Titolo originale: HookRegia: Steven Spielberg
Sceneggiatura: James V. Hart, Nick Castle, Malia Scotch Marmo
Nazionalità: USA
Anno: 1991
Durata: 135'
Interpreti principali: Robin Williams, Dustin Hoffman, Julia Robert, Bob Hoskins, Caroline Goodall, Maggie Smith
TRAMA: Peter Bunny (Williams) è amministratore delegato di un' importante azienda, troppo occupato per seguire i bisogni della sua famiglia. Quando decidono di andare a Londra ospiti di nonna Wendy (Smith), i due figli di Peter vengono rapiti dal famigerato capitano Giacomo Uncino (Hoffman). Wendy cercherà di far tornare alla memoria di Peter il periodo precedente alla sua adozione, sperando che possa ricordare l'Isola Che Non C'è e la sua identità passata come Peter Pan. Soltanto l'arrivo di Trilli (Roberts), magica fatina e fedele braccio destro dell'eterno bambino lo costringerà a raggiungere l'isola e riscoprire la sua vera identità con lo scopo liberare i suoi figli.
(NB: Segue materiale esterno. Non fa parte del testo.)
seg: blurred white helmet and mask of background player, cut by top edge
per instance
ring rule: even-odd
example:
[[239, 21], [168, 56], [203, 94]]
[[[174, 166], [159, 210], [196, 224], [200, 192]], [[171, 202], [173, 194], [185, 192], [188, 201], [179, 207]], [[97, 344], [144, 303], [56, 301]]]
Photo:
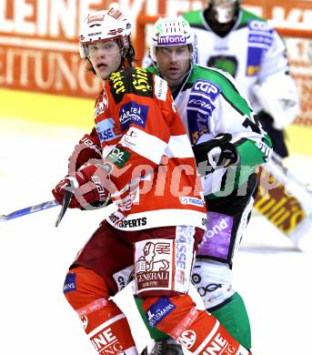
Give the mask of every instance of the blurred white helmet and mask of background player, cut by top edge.
[[208, 0], [208, 6], [213, 11], [219, 24], [228, 24], [237, 14], [240, 0]]

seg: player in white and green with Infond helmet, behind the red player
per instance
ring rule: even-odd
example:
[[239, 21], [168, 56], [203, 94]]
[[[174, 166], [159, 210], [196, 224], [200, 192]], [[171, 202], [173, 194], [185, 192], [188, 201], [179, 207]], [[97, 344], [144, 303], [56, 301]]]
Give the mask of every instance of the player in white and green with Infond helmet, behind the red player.
[[[207, 206], [206, 235], [192, 281], [205, 308], [247, 349], [250, 325], [244, 300], [233, 289], [233, 259], [247, 226], [257, 188], [256, 167], [266, 163], [271, 141], [232, 76], [195, 65], [196, 41], [186, 20], [160, 18], [150, 38], [150, 70], [166, 79], [191, 141]], [[166, 334], [148, 326], [152, 354], [181, 353]]]

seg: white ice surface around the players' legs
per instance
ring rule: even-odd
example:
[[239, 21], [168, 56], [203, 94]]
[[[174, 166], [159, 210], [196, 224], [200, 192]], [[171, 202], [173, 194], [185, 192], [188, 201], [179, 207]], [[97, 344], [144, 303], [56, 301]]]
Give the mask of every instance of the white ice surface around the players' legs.
[[[83, 133], [0, 120], [0, 214], [52, 199], [50, 191], [65, 175], [67, 157]], [[102, 211], [68, 210], [55, 228], [58, 212], [58, 207], [50, 208], [0, 224], [1, 355], [96, 353], [62, 287], [69, 264], [101, 221]], [[253, 353], [309, 353], [311, 255], [294, 249], [256, 215], [234, 270], [252, 324]], [[130, 289], [115, 299], [142, 350], [149, 338]]]

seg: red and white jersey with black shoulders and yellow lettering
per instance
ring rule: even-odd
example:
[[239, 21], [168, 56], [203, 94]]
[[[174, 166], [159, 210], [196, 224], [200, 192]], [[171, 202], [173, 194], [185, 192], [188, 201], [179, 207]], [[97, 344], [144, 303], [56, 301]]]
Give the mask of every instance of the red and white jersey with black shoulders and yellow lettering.
[[96, 99], [95, 120], [116, 186], [112, 226], [206, 228], [192, 147], [165, 80], [137, 67], [113, 73]]

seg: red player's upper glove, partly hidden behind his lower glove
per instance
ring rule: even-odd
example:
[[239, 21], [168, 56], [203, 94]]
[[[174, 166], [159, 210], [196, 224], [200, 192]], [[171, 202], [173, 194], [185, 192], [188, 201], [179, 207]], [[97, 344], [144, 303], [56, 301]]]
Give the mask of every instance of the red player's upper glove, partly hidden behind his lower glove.
[[69, 174], [77, 171], [88, 161], [93, 164], [90, 159], [102, 159], [102, 150], [97, 137], [96, 128], [93, 128], [89, 135], [86, 134], [82, 137], [75, 146], [72, 155], [68, 159]]

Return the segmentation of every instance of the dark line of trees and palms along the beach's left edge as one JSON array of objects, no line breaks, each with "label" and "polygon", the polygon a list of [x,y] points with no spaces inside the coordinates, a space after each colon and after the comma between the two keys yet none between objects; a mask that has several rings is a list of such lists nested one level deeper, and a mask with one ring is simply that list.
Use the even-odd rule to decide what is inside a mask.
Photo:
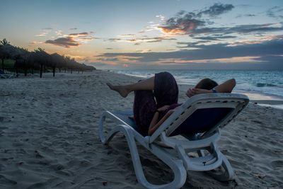
[{"label": "dark line of trees and palms along the beach's left edge", "polygon": [[1,69],[4,71],[4,59],[14,59],[15,64],[13,70],[18,74],[19,70],[24,70],[25,76],[28,70],[34,73],[35,70],[40,71],[40,77],[42,77],[42,71],[46,69],[52,69],[53,76],[55,76],[56,69],[59,72],[64,71],[92,71],[95,67],[87,66],[76,62],[74,58],[59,55],[57,53],[48,54],[45,50],[38,48],[33,52],[29,52],[27,49],[21,47],[15,47],[10,45],[6,40],[0,40],[0,58]]}]

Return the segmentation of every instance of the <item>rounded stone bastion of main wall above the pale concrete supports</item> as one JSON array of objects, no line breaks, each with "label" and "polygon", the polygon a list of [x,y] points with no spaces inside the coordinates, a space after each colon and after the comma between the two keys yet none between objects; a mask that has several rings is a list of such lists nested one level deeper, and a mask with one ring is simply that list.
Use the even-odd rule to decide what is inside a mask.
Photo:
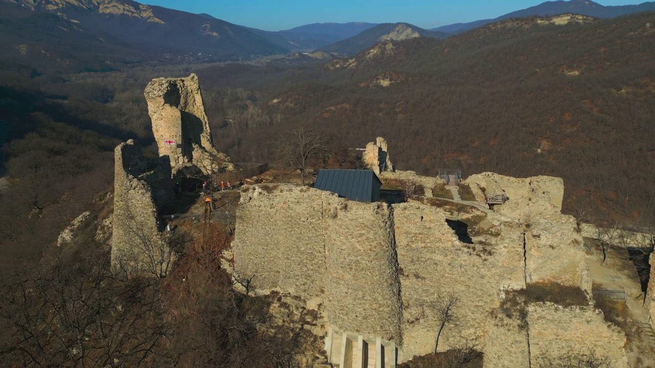
[{"label": "rounded stone bastion of main wall above the pale concrete supports", "polygon": [[326,316],[336,329],[400,340],[398,261],[388,204],[340,200],[326,236]]}]

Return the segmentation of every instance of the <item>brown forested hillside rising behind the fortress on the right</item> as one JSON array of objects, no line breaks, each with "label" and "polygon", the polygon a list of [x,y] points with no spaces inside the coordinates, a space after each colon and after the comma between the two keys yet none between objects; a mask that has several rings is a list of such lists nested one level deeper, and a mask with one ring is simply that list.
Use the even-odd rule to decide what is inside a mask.
[{"label": "brown forested hillside rising behind the fortress on the right", "polygon": [[320,70],[209,67],[199,75],[208,92],[257,91],[250,109],[283,117],[221,130],[219,149],[238,159],[264,160],[271,136],[304,123],[347,147],[384,136],[400,168],[423,174],[561,176],[567,211],[637,221],[655,206],[655,16],[589,21],[506,20],[445,41],[378,45]]}]

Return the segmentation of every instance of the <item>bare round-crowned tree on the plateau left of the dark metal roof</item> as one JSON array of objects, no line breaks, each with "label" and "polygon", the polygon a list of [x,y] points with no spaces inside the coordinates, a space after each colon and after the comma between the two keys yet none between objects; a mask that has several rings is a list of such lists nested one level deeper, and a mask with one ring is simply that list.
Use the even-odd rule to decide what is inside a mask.
[{"label": "bare round-crowned tree on the plateau left of the dark metal roof", "polygon": [[290,130],[280,135],[278,141],[273,143],[280,162],[300,171],[301,185],[305,185],[305,174],[310,160],[319,158],[326,150],[324,136],[305,127]]}]

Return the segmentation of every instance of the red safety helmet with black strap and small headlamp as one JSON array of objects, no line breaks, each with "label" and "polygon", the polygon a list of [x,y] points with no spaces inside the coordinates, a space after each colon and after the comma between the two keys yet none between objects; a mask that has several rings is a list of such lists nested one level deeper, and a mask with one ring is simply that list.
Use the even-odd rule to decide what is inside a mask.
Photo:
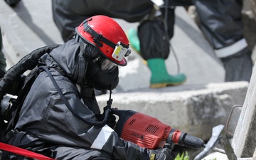
[{"label": "red safety helmet with black strap and small headlamp", "polygon": [[99,48],[102,55],[117,65],[127,65],[131,53],[129,40],[119,24],[108,16],[92,16],[75,28],[85,41]]}]

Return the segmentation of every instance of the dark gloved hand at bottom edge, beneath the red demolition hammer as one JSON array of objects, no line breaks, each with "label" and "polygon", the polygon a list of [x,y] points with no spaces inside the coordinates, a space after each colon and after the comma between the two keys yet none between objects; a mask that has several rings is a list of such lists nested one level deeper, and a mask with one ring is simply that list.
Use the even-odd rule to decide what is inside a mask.
[{"label": "dark gloved hand at bottom edge, beneath the red demolition hammer", "polygon": [[149,160],[174,160],[176,155],[171,149],[162,148],[149,151]]}]

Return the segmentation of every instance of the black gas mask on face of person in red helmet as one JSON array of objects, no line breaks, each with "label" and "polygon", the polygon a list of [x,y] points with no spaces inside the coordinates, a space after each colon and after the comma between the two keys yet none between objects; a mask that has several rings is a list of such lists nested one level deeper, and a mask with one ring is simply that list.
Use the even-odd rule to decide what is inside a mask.
[{"label": "black gas mask on face of person in red helmet", "polygon": [[116,64],[107,58],[90,44],[85,46],[84,57],[89,61],[87,70],[87,82],[97,90],[114,90],[119,82],[119,70]]}]

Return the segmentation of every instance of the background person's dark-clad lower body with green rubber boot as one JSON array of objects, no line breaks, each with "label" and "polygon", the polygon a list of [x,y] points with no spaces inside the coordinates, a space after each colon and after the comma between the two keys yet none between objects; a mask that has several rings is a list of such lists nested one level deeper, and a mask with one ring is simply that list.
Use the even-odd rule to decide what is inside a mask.
[{"label": "background person's dark-clad lower body with green rubber boot", "polygon": [[151,0],[52,0],[53,19],[64,41],[73,37],[74,28],[82,19],[93,15],[139,22],[138,33],[141,41],[139,53],[151,70],[150,87],[181,85],[186,81],[186,75],[183,73],[169,75],[165,65],[165,60],[169,56],[169,40],[174,35],[172,5],[178,5],[174,0],[166,2],[169,4],[166,3],[159,8]]}]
CONSIDERAZIONI: Il soggetto è lo sviluppo della celebre fiaba creata dallo scrittore James Matthew Barrie. L'originalità della trama è indiscutibile: bella l'idea di mostrare un ipotetico sviluppo della storia, con un Peter Pan ormai padre di famiglia e capitan Uncino drammaticamente malinconico per la scomparsa del suo acerrimo nemico. Il cast del film è stellare: oltre ai protagonisti principali compaiono in brevi parti anche Gwyneth Paltrow (giovane Wendy), Phil Collins (commissario di polizia londinese), Glen Close e Geroge Lucas (parte della ciurma), Kelly Rowan (madre di Peter). La regia è accattivante e alcune scene del film possono considerarsi memorabili: come la cena nell'Isola Che Non C'è, a base di cibo inesistente; la scena d'entrata del cattivissimo capitano; la battaglia finale tra pirati e bambini sperduti, a colpi di genialità. Steven Spielberg dimostra, come sempre, di essere un ottimo regista, capace, ma soprattutto versatile, confezionando un film per ragazzi decisamete di buona qualità. Nessun attore avrebbe potuto interpreatare meglio dell'eterno ragazzino Robin Williams la parte del protagonista. C'è però da dire che il film dimostra tutti gli anni che porta: a dimostrarlo sono soprattutto le scenografie, fin troppo finte con suoi sfondi irreali e palesemente proiettati. Non ci si può esimere dal dire, però, che gli effetti speciali hanno fatto passi da gigante rispetto all'epoca, ed essendo il film basato soprattutto sulla spettacolarità, risente proprio di questo.
Complessivamente rimane un film che vale la pena vedere, chiudendo talvolta un occhio sulle imperfezioni ed ingenuità delle tecniche passate.
VOTO: 3/5
1 commento:
Un film riuscito a metà, con una sceneggiatura molto profonda e attenta al tema dell'infanzia, come è tipico di Spielberg (Capitan Uncino suggerisce ai figli che i genitori non li amino), ma decisamente mediocre nella messa in scena e in definitiva troppo pacchiana e posticcia. Tentare di ritrarre i bimbi sperduti come dei tipici bambini americani che giocano a basket e vanno in skateboard può far scattare l'identificazione degli undicenni, ma è drammatico per gli adulti. Davvero insopportabili i due protagonisti Williams e Hoffman, che gigioneggiano senza che il regista riesca minimamente a contenerli. Meglio il pasticcione Hoskins, piuttosto inutile la presenza della Roberts, all'epoca ancora simpatica e spontanea.